In the OMPI v1.2 series, most OMPI configurations fall into scenarios 2 and 3 (as I mentioned above, we have some components that link against libmpi and others that don't -- our mistake for not being consistent).
The problematic scenario that the R and Python MPI plugins are running into is 14 because the osc_pt2pt component does not link against libmpi. Most of the rest of our components do link against libmpi, and therefore fall into scenario 15, and therefore work on Linux (but possibly not elsewhere).
With all this being said, if you are looking for a general solution for the Python and R plugins, dlopen() of libmpi with RTLD_GLOBAL before MPI_INIT seems to be the way to go.

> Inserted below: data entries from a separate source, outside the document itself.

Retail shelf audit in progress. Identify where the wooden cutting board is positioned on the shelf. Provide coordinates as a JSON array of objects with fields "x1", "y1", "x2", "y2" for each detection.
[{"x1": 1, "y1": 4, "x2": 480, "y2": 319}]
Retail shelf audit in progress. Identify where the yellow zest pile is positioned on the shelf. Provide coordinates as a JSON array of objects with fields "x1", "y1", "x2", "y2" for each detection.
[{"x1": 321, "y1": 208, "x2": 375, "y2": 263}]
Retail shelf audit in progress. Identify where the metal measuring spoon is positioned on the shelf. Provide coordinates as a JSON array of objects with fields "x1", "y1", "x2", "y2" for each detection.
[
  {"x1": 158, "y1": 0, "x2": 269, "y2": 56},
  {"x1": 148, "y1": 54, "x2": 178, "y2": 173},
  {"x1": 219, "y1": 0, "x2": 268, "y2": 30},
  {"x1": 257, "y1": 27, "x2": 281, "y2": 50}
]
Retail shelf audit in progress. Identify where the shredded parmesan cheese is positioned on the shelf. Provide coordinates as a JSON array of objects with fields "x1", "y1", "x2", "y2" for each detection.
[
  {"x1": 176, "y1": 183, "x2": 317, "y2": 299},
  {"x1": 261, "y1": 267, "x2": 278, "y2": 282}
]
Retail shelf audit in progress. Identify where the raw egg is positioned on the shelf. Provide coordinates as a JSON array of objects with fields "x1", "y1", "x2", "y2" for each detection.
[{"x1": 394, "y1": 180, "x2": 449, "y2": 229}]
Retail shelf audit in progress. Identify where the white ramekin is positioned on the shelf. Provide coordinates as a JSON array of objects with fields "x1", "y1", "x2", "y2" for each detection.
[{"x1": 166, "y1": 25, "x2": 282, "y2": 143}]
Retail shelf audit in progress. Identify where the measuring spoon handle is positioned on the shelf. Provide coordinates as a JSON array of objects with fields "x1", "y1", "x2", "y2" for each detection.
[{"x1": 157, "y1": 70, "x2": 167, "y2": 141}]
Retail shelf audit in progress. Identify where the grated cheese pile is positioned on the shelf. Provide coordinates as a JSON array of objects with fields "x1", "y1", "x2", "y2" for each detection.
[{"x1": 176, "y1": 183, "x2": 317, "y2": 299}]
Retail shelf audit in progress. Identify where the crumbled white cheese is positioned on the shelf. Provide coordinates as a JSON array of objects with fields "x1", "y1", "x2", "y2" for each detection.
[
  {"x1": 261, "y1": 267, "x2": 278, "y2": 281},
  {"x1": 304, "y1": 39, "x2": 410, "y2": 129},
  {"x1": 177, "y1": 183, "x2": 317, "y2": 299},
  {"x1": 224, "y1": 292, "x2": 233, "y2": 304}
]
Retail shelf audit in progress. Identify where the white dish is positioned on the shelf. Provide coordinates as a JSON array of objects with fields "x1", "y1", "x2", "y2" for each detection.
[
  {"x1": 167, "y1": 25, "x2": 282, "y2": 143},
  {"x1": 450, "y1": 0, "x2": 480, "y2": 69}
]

Specifically, even if we updated osc_pt2pt to link against libmpi, that will work on Linux, but not elsewhere. dlopen'ing libmpi with GLOBAL seems to be the most portable solution.
Indeed, table 1 also suggests that we should change our components (as Brian suggests) to all not link against libmpi, because then we'll gain the ability to work properly with a static libmpi.a, putting OMPI's common usage into scenarios 2 and 8 (which is better than the 2, 3, 8, and 9 scenarios that are used today, which means we don't work with libmpi.a).
...but I think that this would break the current R and Python plugins until they put in the explicit call to dlopen().